Last Update 19:18
Wednesday, 23 October 2019

Pakistan seeks to cool row over PM's comments on Afghanistan

Reuters , Wednesday 27 Mar 2019
Views: 1117
Views: 1117

Pakistan's foreign ministry moved on Wednesday to cool a row with Afghanistan over reported comments by Prime Minister Imran Khan that were taken to suggest that Kabul should set up an interim government to help smooth peace talks with the Taliban.

The comments, made to Pakistani journalists on Monday, prompted a furious reaction in Afghanistan and led to the government recalling its ambassador to Islamabad in protest at what it described as "irresponsible" remarks by Khan.

It was the third time in just over a month that Kabul has demanded an explanation from Islamabad over comments related to peace talks aimed at ending 17 years of war in Afghanistan.

The Pakistani foreign ministry issued a statement saying that Khan's comments, reported in various forms by Pakistani media outlets and picked up in Afghanistan, had been taken out of context and misinterpreted.

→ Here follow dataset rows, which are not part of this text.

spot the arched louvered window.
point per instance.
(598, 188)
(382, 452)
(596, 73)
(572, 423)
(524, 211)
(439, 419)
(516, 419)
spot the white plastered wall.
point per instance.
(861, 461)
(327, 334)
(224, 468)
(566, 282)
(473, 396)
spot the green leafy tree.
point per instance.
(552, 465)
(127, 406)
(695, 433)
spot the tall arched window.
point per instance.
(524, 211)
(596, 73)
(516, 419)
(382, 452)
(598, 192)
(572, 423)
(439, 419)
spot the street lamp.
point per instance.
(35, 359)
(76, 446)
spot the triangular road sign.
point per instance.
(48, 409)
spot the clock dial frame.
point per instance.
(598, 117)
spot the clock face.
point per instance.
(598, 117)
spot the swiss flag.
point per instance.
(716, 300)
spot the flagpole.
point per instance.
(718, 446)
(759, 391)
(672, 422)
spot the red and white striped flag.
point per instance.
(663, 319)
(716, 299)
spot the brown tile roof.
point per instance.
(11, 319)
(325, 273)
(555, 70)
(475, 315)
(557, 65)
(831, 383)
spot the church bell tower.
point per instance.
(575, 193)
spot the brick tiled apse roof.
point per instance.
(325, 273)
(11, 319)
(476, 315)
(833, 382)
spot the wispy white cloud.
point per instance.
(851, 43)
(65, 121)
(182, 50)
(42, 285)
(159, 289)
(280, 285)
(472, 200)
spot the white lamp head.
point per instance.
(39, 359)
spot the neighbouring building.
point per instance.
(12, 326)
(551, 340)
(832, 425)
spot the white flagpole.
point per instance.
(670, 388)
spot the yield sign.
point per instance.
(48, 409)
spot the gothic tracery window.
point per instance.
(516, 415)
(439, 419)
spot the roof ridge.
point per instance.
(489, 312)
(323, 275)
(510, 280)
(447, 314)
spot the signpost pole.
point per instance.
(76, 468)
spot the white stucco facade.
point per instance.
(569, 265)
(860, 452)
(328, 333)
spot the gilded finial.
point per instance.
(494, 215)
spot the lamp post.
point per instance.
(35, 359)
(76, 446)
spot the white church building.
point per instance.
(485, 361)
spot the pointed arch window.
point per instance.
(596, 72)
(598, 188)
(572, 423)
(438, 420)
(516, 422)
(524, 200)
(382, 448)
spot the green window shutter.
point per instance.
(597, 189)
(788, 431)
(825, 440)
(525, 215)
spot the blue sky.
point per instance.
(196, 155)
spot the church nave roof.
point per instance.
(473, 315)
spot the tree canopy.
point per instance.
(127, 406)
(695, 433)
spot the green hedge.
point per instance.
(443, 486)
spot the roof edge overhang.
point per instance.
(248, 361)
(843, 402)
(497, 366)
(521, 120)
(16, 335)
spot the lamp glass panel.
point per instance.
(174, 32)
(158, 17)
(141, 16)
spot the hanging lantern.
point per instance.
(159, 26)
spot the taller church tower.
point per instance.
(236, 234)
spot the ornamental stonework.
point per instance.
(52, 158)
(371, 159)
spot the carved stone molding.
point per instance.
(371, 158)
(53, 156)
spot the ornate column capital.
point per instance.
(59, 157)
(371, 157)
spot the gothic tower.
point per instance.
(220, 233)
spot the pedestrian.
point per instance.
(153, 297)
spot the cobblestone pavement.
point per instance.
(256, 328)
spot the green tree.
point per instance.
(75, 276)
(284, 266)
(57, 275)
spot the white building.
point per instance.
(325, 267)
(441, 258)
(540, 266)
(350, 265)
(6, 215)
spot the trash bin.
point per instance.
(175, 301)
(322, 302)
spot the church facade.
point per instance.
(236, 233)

"In his comments, the PM had referred to Pakistan's model where elections are held under an interim government. The comments should not be misinterpreted to imply interference in Afghanistan's internal affairs," the statement said.

"Pakistan has no other interest in Afghanistan but to promote peace through an 'Afghan owned' and 'Afghan led' political process."

Under the Pakistani system, a neutral caretaker government is appointed shortly before national elections are held to take care of running business during the election campaign.

President Ashraf Ghani, whose mandate officially expires in May, faces a re-election battle this year, but amid gathering political uncertainty the election date has been twice postponed and is now due to take place on Sept. 28.

U.S. and Taliban officials have held several rounds of talks but the Taliban have refused to talk to the Afghan government which they consider an illegitimate "puppet" regime.

Shut out from the talks, Ghani has faced pressure from political rivals to step aside and allow a caretaker government to take over, a suggestion he has rejected.